Dalam buku Perguruan Islam Al-Khairaat dari Masa ke Masa yang disusun oleh Pengurus Besar Al-Khairaat disebutkan bahwa Indonesia bukan negeri asing dan baru bagi Sayyid Idrus, Ia pertama kali datang ke negeri ini pada saat berumur kurang lebih 17 tahun bersama ayahnya dengan maksud mengunjungi sanak keluarga yang berada di Pulau Jawa dan Sulawesi, Kunjungan keduanya pada tahun 1922 berkaitan erat dengan sikap dan perlawanannya yang keras terhadap imprealisme Inggris di negerinya, pilihan ke Indonesia tidak hanya melepaskan kerinduannya dengan kampung halaman neneknya, tetapi sekaligus menetap dan berkiprah untuk umat Islam di Indonesia.

Beliau masuk ke Indonesia dan menetap di Pekalongan untuk beberapa waktu lamanya dan menikah dengan pasangan hidupnya, Syarifah Aminah binti Thalib al-Jufri dan bersama menikmati pahit manisnya kehidupan. Ketika itu beliau berdagang kain batik tetapi tidak mendapat kemajuan karena cintanya kepada dunia pendidikan melebihi dari segala-galanya. Dari pernikahan tersebut beliau dikaruniai dua anak perempuan, Syarifah Lulu' dan Syarifah Nikmah. Syarifah Lulu' kemudian menikah dengan Sayyid Seggaf bin Syekh al-Jufri, yang salah seorang anaknya adalah Dr.
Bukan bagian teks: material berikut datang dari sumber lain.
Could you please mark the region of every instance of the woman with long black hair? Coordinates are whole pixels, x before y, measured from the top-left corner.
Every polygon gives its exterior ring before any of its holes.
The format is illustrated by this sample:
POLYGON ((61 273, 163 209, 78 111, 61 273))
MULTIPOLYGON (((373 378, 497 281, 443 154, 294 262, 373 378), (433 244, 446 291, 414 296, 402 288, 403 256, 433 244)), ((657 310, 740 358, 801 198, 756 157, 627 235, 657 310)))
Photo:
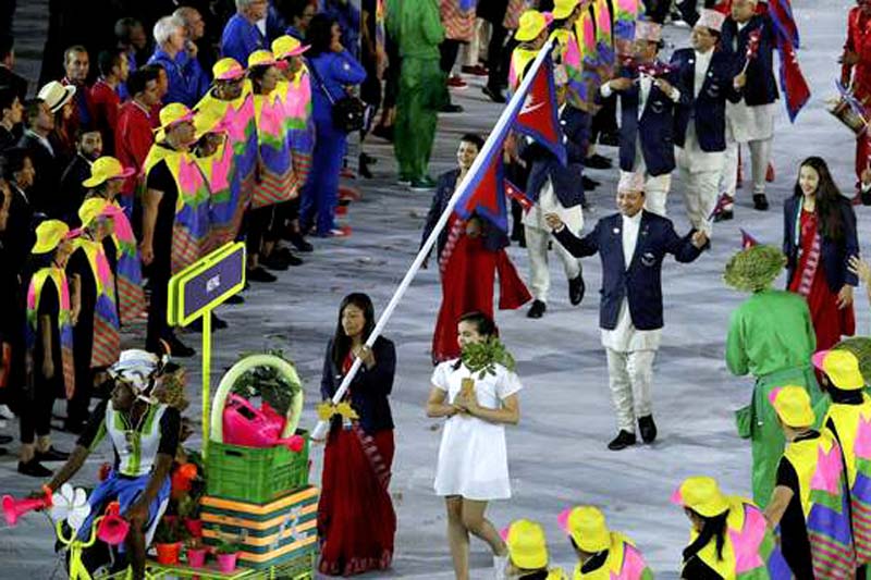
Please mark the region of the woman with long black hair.
POLYGON ((332 407, 318 504, 321 573, 349 576, 384 570, 393 559, 396 514, 390 499, 393 388, 396 350, 383 336, 371 348, 375 307, 366 294, 348 294, 339 307, 335 334, 327 344, 320 392, 330 405, 355 358, 363 365, 344 406, 332 407))
POLYGON ((817 349, 852 336, 852 288, 859 281, 849 259, 859 255, 856 214, 819 157, 801 162, 795 193, 784 203, 783 252, 787 288, 808 300, 817 349))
H. Salim Seggaf al-Jufri, Menteri Sosial Indonesia ke-26 dan Duta Besar RI untuk Kerajaan Arab Saudi dan Kesultanan Oman periode 2005-2009. Habib Idrus kemudian meninggalkan perdagangan dan beliau pindah ke Solo.

Di Solo, dengan dibantu oleh Sayyid Ahmad bin Muhammad (mantan muridnya di Hadramaut) yang sudah lama mukim di Solo, mewujudkan niatnya untuk mendirikan madrasah yang diberi nama “Perguruan Ar-Rabithah Alawiyah". Beliau dilantik sebagai Guru dan Kepala Sekolah di Madrasah Rabithah Al-Alawiyyah.

Pada tahun 1926, beliau pindah ke kota Jombang. Habib Idrus berkenalan dengan beberapa tokoh Islam di antaranya KH. Hasjim Asy'ari pendiri organisasi Nahdlatul 'Ulama (NU) di Jombang yang juga pemimpin Pondok Pesantren Tebuireng. Pertemuan kedua tokoh ini menjalin persahabatan yang sangat baik, karena keduanya sama-sama pimpinan agama, terutama karena keduanya mempunyai ikatan pemahaman yang sama yakni sebagai penganut paham Imam Syafi’i (Ahlussunnah wal-Jama'ah).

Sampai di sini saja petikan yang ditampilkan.